Unfortunately it’s not quite that simple. But let’s start with how you could exclude someone – say a family member you’ve fallen out with.
Of course, the starting point is that you simply don’t name them in your will. But for close relatives, you need to anticipate how they’ll feel and how they’ll react from being excluded.
So best practice is to include another document with the will, called a letter of wishes, in which you explain why you’ve excluded a certain person or persons.
The problem is that even a letter of wishes still won’t stop someone taking legal action after your death.
Spouses, former spouses, children and dependents can do just that if they don’t feel the financial provision for them is reasonable. The law governing this area is laid out in the Inheritance (Provision for Family and Dependants) Act 1975.

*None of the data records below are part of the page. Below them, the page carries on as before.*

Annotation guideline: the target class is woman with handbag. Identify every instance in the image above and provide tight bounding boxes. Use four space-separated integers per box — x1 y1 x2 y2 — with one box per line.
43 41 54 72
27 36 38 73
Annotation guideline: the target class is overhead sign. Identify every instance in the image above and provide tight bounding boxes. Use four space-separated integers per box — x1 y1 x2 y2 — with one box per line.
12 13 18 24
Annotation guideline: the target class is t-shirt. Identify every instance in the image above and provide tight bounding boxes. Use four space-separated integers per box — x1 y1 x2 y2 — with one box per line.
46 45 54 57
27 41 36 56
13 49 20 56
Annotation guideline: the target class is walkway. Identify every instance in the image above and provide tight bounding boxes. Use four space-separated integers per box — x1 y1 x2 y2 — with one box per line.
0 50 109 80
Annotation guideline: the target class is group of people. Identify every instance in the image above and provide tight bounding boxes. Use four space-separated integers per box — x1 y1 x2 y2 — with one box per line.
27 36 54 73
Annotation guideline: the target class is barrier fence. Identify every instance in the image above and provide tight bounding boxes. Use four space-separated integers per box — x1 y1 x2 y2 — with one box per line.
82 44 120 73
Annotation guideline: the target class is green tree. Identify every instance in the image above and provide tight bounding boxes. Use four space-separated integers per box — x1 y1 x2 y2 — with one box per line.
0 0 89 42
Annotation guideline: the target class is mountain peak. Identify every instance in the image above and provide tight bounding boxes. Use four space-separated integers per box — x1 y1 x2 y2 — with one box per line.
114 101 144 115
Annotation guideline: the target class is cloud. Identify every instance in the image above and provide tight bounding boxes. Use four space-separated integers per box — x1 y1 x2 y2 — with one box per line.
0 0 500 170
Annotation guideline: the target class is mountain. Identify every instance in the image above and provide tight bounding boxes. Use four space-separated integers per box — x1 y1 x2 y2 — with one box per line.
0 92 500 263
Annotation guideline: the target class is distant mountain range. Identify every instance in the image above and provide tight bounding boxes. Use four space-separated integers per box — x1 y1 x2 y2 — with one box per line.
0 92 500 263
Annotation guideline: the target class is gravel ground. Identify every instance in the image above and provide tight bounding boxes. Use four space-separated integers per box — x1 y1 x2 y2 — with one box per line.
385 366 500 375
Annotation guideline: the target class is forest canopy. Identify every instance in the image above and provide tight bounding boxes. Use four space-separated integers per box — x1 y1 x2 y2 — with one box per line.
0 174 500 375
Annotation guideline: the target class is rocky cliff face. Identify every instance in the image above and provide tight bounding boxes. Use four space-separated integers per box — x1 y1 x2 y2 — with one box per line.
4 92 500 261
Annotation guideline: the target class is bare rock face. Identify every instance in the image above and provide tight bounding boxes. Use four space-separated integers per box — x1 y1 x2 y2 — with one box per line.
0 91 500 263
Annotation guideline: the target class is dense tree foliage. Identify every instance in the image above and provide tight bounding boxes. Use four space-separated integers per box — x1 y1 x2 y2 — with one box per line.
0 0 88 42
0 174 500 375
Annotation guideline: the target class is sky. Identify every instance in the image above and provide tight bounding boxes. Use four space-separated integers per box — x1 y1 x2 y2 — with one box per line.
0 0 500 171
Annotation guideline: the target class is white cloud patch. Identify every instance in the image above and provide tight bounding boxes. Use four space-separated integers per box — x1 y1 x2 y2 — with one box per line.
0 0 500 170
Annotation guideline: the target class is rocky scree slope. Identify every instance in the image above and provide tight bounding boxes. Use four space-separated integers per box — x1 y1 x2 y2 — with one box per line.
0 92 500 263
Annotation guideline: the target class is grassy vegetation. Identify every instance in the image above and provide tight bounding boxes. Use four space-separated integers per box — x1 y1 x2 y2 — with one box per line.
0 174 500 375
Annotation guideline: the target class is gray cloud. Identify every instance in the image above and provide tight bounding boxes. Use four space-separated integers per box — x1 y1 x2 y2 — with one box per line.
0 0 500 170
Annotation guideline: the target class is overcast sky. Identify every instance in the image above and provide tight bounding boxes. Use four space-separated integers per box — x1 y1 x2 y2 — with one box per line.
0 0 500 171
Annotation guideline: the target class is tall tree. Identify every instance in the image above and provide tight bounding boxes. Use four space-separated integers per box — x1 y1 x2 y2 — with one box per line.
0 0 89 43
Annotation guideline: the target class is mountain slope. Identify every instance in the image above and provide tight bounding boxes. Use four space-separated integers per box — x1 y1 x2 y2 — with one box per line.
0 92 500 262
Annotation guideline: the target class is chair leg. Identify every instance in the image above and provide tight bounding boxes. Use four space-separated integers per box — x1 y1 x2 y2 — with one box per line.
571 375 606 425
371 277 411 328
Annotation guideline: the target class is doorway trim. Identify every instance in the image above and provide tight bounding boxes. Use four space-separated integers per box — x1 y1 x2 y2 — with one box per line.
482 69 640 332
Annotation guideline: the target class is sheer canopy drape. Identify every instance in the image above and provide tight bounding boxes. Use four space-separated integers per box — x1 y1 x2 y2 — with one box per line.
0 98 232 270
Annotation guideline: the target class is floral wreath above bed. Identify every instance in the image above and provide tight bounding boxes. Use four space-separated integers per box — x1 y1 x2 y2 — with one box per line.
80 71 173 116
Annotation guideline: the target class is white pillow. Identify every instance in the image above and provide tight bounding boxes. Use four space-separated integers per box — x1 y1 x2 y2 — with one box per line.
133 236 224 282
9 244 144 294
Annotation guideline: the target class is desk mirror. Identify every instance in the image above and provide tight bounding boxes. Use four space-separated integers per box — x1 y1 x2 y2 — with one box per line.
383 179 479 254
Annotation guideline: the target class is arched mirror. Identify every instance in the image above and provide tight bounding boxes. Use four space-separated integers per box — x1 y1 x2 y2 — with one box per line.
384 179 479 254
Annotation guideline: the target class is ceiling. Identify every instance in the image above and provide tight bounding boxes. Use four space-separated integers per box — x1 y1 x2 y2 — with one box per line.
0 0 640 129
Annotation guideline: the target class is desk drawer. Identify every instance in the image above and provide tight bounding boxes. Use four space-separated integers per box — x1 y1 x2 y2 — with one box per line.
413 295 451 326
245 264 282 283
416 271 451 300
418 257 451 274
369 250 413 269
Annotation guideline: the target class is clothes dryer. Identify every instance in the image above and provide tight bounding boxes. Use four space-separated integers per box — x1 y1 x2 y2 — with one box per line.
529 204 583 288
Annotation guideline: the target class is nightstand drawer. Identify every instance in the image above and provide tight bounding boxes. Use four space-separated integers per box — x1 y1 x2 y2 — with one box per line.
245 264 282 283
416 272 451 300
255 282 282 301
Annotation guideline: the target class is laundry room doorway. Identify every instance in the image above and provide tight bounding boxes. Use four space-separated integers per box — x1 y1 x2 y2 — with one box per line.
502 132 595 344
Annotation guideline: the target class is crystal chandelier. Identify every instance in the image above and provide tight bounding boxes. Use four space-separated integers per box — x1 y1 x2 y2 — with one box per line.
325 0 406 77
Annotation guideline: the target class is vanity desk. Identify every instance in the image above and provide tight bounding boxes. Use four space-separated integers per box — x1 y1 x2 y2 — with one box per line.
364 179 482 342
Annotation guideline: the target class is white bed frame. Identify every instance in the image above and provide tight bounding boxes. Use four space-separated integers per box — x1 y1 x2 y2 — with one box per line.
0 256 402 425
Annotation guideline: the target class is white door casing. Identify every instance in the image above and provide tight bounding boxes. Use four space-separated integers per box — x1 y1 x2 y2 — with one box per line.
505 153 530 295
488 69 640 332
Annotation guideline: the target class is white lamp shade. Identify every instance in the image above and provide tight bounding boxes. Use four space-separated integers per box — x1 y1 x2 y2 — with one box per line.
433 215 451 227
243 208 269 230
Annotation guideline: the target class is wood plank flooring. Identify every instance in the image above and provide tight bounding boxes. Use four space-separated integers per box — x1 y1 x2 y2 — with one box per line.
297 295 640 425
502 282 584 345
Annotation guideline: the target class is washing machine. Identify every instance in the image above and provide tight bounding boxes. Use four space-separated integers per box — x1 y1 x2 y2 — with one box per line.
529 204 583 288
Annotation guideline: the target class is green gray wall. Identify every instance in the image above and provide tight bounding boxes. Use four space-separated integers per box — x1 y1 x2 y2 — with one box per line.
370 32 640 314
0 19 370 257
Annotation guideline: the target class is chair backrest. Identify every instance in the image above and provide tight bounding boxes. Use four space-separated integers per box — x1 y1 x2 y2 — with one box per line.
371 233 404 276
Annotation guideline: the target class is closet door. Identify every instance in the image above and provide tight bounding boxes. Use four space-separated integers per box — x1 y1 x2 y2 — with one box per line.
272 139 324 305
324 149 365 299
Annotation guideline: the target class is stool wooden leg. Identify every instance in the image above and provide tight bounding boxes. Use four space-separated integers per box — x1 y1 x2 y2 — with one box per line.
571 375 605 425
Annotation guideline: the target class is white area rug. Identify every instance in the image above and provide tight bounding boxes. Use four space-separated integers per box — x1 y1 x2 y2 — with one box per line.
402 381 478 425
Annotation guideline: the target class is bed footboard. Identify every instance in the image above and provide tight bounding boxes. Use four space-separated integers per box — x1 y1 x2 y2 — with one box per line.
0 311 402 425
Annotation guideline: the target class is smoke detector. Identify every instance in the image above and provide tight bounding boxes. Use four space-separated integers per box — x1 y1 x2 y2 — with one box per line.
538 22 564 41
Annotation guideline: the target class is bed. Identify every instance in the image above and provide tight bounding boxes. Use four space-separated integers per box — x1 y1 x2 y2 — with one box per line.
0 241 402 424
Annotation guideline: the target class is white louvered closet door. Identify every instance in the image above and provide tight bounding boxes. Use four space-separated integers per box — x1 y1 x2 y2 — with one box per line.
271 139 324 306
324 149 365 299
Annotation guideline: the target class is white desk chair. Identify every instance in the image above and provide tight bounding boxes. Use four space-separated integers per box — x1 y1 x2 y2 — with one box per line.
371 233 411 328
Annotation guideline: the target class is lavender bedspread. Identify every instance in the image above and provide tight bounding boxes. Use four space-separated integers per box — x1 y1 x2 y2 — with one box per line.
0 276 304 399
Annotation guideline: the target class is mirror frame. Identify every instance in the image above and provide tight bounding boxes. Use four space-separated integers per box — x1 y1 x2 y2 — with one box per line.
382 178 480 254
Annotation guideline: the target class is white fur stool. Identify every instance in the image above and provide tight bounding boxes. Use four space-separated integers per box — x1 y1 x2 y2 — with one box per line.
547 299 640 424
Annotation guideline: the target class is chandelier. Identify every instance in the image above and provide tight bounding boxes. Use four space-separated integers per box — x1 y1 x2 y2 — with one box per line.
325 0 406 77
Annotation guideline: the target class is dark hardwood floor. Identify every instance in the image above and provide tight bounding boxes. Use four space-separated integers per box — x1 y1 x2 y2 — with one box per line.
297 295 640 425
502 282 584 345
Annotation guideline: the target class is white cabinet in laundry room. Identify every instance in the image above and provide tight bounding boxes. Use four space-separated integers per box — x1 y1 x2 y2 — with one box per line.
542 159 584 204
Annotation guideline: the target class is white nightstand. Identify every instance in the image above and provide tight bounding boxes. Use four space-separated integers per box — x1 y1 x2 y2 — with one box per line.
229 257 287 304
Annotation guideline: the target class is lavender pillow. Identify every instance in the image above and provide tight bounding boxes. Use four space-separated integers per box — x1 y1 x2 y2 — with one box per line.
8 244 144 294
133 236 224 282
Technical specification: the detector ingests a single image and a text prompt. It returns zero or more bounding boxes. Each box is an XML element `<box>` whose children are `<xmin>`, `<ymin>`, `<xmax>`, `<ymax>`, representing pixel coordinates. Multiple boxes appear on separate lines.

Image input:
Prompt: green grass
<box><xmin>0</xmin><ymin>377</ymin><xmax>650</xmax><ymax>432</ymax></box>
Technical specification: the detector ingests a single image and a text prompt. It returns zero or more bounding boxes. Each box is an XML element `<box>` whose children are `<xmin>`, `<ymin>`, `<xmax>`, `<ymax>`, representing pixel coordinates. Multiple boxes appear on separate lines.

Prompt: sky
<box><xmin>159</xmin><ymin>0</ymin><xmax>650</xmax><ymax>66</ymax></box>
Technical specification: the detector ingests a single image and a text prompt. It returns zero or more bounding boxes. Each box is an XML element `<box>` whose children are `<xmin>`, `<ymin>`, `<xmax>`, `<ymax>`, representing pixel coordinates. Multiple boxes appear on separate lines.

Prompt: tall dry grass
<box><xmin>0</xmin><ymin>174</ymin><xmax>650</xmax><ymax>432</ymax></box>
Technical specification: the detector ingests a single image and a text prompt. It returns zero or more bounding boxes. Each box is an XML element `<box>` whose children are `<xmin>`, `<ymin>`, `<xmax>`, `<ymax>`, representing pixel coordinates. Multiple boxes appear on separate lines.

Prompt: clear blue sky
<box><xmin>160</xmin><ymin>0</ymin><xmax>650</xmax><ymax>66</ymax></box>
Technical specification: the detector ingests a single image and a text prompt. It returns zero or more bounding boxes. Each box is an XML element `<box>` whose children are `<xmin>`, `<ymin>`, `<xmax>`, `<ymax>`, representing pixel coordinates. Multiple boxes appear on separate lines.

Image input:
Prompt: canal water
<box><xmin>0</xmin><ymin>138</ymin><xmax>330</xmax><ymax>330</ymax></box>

One example of this happening came about in 2004 after the death of Melita Jackson. She was estranged from her daughter, Heather Ilott, and left her nothing in her will.
Jackson had left her estate, worth just under £500,000, to three animal charities.
Mrs Ilott went to court and the action was successful. She was initially awarded £50,000 from her late mother’s estate. On appeal, however, she was awarded a much larger amount.
The charities declared themselves surprised and disappointed with this state of affairs. They pointed out that large sums were donated each year from legacies, which charities rely on to do good work.
The final legal ruling on the case came in March 2017 from the Supreme Court. This time the charities won and the original, lower, award was restored.
Legal experts interpret the verdict as saying that reasonable provision means paying maintenance money from the estate and no more. What’s more, it reinforces the idea that, reasonable provision aside, we’re free to choose who benefits from our estate.
I\’m still not sure
If you’re still concerned about excluding someone from your will, you could instead leave them a very modest amount of money.
Explains Maplebrook Wills’ Mike Pugh: “As will writers, we to try to ensure that your wishes are adhered to. You could leave them a nominal amount – a gift of £100, for example, and explain in the letter of wishes why you\’ve left them such a small benefit.”
If you want to exclude a child but still ensure your grandchildren are cared for, you could gift them your estate in a trust.
Says Pugh: “The child you wish to exclude would neither be a beneficiary nor a trustee of the trust. You could set the conditions of the trust such that your grandchildren benefit at the age you stipulate – at the age of 18, or 21 or 25, for example.”